人影に驚いて逃げるはずの雀がいっこうに飛び立つ気配がない。
「おまえ、なにやってんの?」
「チチッ。チチッ。チチッ。」
いきなり声をかけられて狼狽する子雀は、おきまりの「ジェンカステップ」で右往左往。
「巣からおっこっちゃったのかぁ?」
「チチッ。チチッ。チチッ。チチッ。」
いくら見まわせど、呼ぶ声を聞きつけてあわてる親らしい雀の姿もありません。
「そんなに怖がんなくても、なんにもしねえったら。それよか、あんまり向こう行ったら側溝に落ちるぞぉ。猫だってこの辺にゃいっぱいいるんだぞぉ。静かにしてろって。」
「ピピピピピ」
仕事の再開を告げるタイマーの音。後ろ髪を引かれつつパン衛門さんは戻っていきました。

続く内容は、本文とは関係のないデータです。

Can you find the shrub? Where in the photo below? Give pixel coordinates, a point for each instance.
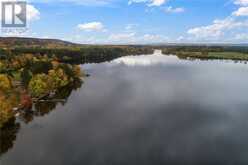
(38, 85)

「助けてやってもなあ。うちじゃあマチルダが食っちゃいそうだし。野生の雀は人になつかないからエサも食わなくて死んじゃうって聞くし。」
ついついあれこれ考えるから、仕事も手につかない。耳だけふたまわりも大きくなって、天窓からわずかに聞こえる幼気な「エマージェンシーコール」にすっかり釘付けです。
30分ほどして、
「・・・・・。」
「あっ。猫だ。」
慌てて駆け出すパン衛門さん。
子雀の姿がありません。
「あーあ。やられちゃったかあ。」
「チチッ。チチッ。」
「ん?」
側溝の向こう側、となりの庭の植木のてっぺんから2番目。横に突き出た枝にちょこんとつかまって、さっきの子雀が、
「ぷるぷるっ。ふぁさふぁさっ。」
左右の羽を交互にストレッチ中。
実は、この朝巣立ったばかりのヒナ鳥だったようです。
その姿を見つけたパン衛門さん、目も口もポッカリ開いたまま。
「ちょ待てよ。ふざけんなよ、てめえ。飛べんなら飛べるって先言えよぉ、ばーか。ったくぅ、もう。」
へなへなと座り込んでしまったパン衛門さん。ひとつため息をついたあと、たたきにつまずきそうになりながらそそくさと仕事に戻っていきました。
それにしても、今朝のパン衛門さん、なんだかちょっといい人っぽかったですね。